- Born: January 4, 1922 Johnstown, Pennsylvania, U.S.
- Died: November 24, 1973 (aged 51) Ohio, U.S.
- Occupation(s): Professor & Chairman of Medicine, Medical Researcher
- Spouse: Rosemary Lynch Ludwig (deceased September 3, 1963 age 39)

= George Ludwig =

American academic

George Döring Ludwig, M.D. (January 4, 1922 – November 24, 1973) was an American Professor and Chairman of medicine and medical researcher, noted for developing the first application of ultrasound to the human body for medical purposes at the Naval Medical Research Institute, Bethesda, Maryland, in the late 1940s.

Ludwig received his Bachelor of Science degree in chemistry from St.
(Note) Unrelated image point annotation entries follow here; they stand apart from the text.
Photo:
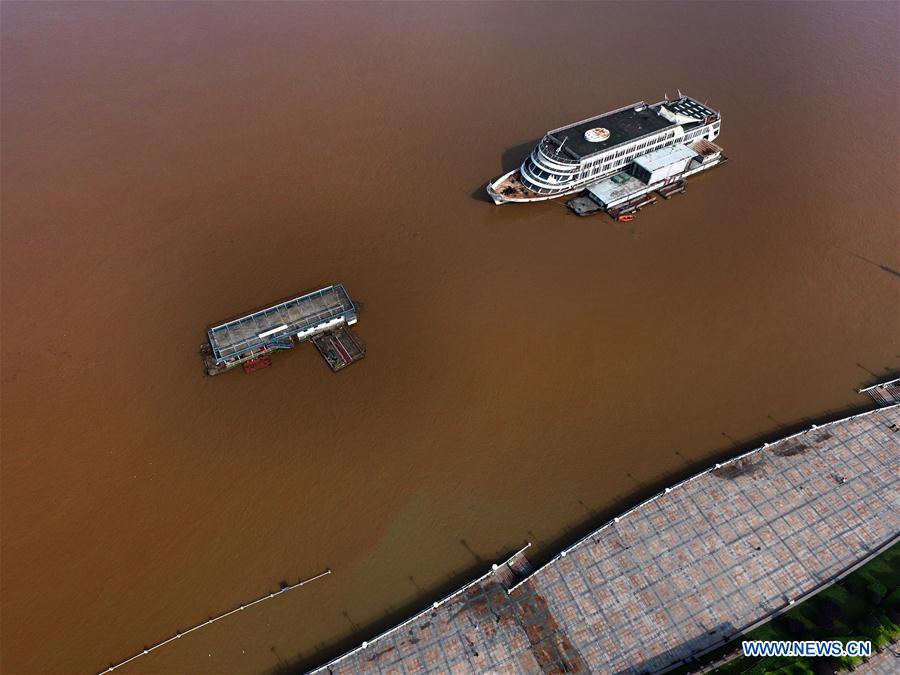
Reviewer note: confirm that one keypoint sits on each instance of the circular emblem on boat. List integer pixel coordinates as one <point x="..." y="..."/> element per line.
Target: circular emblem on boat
<point x="596" y="135"/>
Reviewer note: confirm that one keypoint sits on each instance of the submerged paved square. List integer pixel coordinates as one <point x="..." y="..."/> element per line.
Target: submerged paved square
<point x="681" y="573"/>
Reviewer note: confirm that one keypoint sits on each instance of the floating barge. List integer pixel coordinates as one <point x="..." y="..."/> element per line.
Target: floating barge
<point x="663" y="171"/>
<point x="323" y="317"/>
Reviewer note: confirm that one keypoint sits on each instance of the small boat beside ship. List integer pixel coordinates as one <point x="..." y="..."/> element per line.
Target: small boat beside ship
<point x="617" y="157"/>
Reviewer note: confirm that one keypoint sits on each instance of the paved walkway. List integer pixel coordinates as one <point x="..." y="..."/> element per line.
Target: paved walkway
<point x="679" y="574"/>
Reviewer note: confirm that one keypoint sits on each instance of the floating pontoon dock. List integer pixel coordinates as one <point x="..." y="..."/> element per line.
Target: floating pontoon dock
<point x="250" y="339"/>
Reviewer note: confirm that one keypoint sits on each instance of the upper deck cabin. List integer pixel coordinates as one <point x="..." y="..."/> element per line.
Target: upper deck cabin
<point x="300" y="318"/>
<point x="622" y="126"/>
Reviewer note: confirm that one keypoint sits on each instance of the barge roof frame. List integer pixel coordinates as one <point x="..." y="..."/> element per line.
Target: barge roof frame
<point x="250" y="333"/>
<point x="624" y="124"/>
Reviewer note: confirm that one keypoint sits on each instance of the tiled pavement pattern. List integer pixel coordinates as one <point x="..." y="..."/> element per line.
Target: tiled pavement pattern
<point x="886" y="662"/>
<point x="678" y="574"/>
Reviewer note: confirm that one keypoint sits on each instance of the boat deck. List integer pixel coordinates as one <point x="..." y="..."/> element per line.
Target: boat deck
<point x="625" y="125"/>
<point x="339" y="348"/>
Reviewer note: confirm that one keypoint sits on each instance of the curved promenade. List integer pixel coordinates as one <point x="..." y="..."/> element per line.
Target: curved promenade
<point x="676" y="576"/>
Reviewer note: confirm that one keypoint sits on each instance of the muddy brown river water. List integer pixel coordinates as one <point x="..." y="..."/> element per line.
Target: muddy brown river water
<point x="165" y="166"/>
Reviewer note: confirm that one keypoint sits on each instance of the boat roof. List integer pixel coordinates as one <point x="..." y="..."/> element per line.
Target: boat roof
<point x="624" y="125"/>
<point x="254" y="331"/>
<point x="627" y="124"/>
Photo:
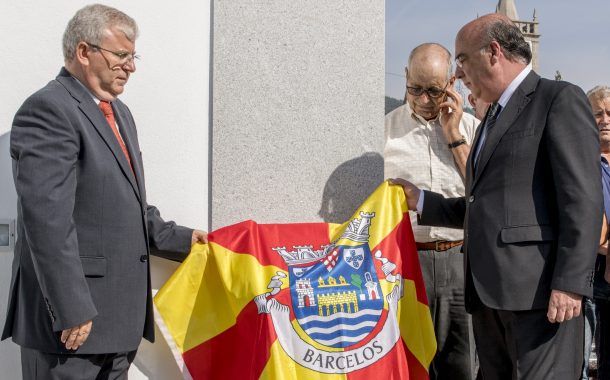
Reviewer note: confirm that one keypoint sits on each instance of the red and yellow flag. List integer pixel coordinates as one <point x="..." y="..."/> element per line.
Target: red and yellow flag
<point x="303" y="301"/>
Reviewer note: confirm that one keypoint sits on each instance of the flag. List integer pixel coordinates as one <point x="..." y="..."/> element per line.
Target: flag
<point x="303" y="300"/>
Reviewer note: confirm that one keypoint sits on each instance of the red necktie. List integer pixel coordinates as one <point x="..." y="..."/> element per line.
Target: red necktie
<point x="107" y="110"/>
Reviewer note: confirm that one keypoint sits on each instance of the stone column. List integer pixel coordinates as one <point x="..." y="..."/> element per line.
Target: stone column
<point x="297" y="109"/>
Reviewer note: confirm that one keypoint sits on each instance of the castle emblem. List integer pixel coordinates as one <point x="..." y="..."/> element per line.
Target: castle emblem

Vincent College in 1944 and then his medical degree from the University of Pennsylvania in 1946. After his graduation, Ludwig was on active duty as junior Lieutenant at the Naval Medical Research Institute in Bethesda, Maryland. While at the research institute, Dr. Ludwig's research was initially focussed on detecting gallstones. He wrote the first paper in the United States on diagnostic ultrasound for medical purposes based on his research. His work was considered classified by the Dept. of Defense until October 1949 at which time it was released to the public. He was the founding chairman of the Department of Medicine of the Medical College of Ohio.